“You cannot improvise that. Putting untrained personnel at security checkpoints does not fill a gap,” he added. “It creates one.”
Instead of solving the problem of the 50,000-plus TSA employees who “have worked without pay for over five weeks,” Kelley said, “Washington’s answer isn’t to pay them. It’s to send ICE agents to do their jobs.”
The American Federation of Government Employees is the only union representing TSA officers.
Trump told reporters on Monday that ICE agents would also be able to conduct immigration checks and make arrests, though it was not the primary reason for their placement.
“They’re able to now arrest illegals as they come into the country. That’s very fertile territory. But that’s not why they’re there. They’re really there to help,” he said.
TSA receives its funding from DHS, meaning its more than 50,000 frontline officers are not getting paid but are required to work as they are deemed “essential employees.” More than 400 TSA employees have quit and thousands more have called out of work, according to DHS.
Kelley asserted ICE agents should still not replace absent TSA employees, who “deserve to be paid, not replaced by untrained, armed agents who have shown how dangerous they can be,” he said.
DHS acting assistant secretary Lauren Bis said in a statement to Fortune that the department would not disclose where ICE agents were deployed for security reasons.
TSA officers’ call-out rates reached their highest level of the shutdown on Sunday, with 11.76% of workers, or more than 3,450 employees, not showing up to work, DHS data showed.
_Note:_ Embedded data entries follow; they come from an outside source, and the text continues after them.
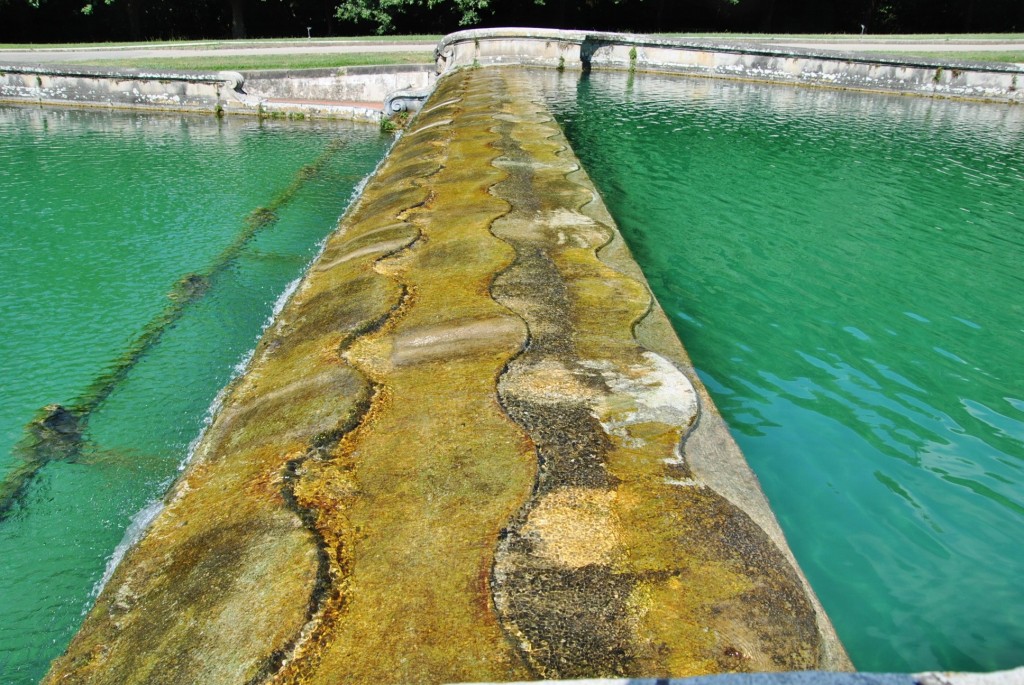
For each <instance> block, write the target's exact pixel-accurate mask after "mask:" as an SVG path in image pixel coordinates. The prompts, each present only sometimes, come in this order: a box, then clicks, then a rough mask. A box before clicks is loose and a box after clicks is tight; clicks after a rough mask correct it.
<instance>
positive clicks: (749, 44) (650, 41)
mask: <svg viewBox="0 0 1024 685" xmlns="http://www.w3.org/2000/svg"><path fill="white" fill-rule="evenodd" d="M493 39H502V40H509V39H511V40H526V41H538V40H540V41H558V42H569V43H577V44H582V43H585V42H601V43H615V44H622V45H628V46H635V47H660V48H669V49H677V50H699V51H706V52H722V53H728V54H751V55H761V56H768V57H803V58H814V59H835V60H842V61H850V62H857V63H864V65H880V66H886V67H927V68H931V69H935V68H938V67H943V68H948V69H955V68H962V69H965V70H968V69H969V70H971V71H975V72H992V73H997V74H1020V75H1022V76H1024V66H1021V65H1017V63H1000V62H986V61H973V60H966V59H948V58H941V59H940V58H930V57H920V56H913V55H898V54H877V53H876V54H866V53H863V52H856V51H846V50H825V49H816V48H797V47H788V46H782V45H780V46H771V45H767V44H765V43H754V42H751V43H743V42H729V41H710V40H691V39H683V38H662V37H657V36H647V35H640V34H629V33H614V32H607V31H561V30H558V29H528V28H508V29H504V28H503V29H467V30H465V31H457V32H454V33H451V34H449V35H446V36H444V38H442V39H441V40H440V41H439V42H438V44H437V47H436V48H435V55H438V54H441V53H442V52H443V50H444V48H445V47H447V46H450V45H453V44H456V43H462V42H467V41H479V40H493ZM1021 85H1022V87H1024V83H1022V84H1021Z"/></svg>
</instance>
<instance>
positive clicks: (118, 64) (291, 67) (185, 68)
mask: <svg viewBox="0 0 1024 685" xmlns="http://www.w3.org/2000/svg"><path fill="white" fill-rule="evenodd" d="M433 60H434V53H433V52H432V51H430V50H424V51H422V52H340V53H331V54H302V53H297V54H252V55H225V56H223V57H219V56H203V57H133V58H131V59H93V60H90V61H89V62H88V63H89V65H94V66H97V67H120V68H134V69H173V70H184V71H197V72H219V71H222V70H228V71H233V72H239V71H246V70H256V69H330V68H341V67H364V66H368V65H427V63H431V62H433ZM78 63H85V62H78Z"/></svg>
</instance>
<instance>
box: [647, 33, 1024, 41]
mask: <svg viewBox="0 0 1024 685" xmlns="http://www.w3.org/2000/svg"><path fill="white" fill-rule="evenodd" d="M657 35H659V36H666V37H670V38H735V39H749V40H763V41H772V40H787V41H791V40H792V41H797V40H828V41H858V40H863V41H869V42H872V43H877V42H882V41H893V42H900V43H902V42H913V41H927V42H930V43H931V42H936V41H1017V40H1024V34H891V35H890V34H866V35H864V36H861V35H860V34H733V33H706V34H692V33H691V34H657Z"/></svg>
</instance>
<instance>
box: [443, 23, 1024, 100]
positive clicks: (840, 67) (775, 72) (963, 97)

That included about 40% of TSA officers from George Bush Intercontinental Airport in Houston, Louis Armstrong New Orleans International Airport, and Hartsfield-Jackson Atlanta International Airport, according to DHS data.
“It’s inexcusable that our security agents, our frontline agents, that are essential to what we do, are not being paid, and it’s ridiculous to see them being used as political chips,” he said.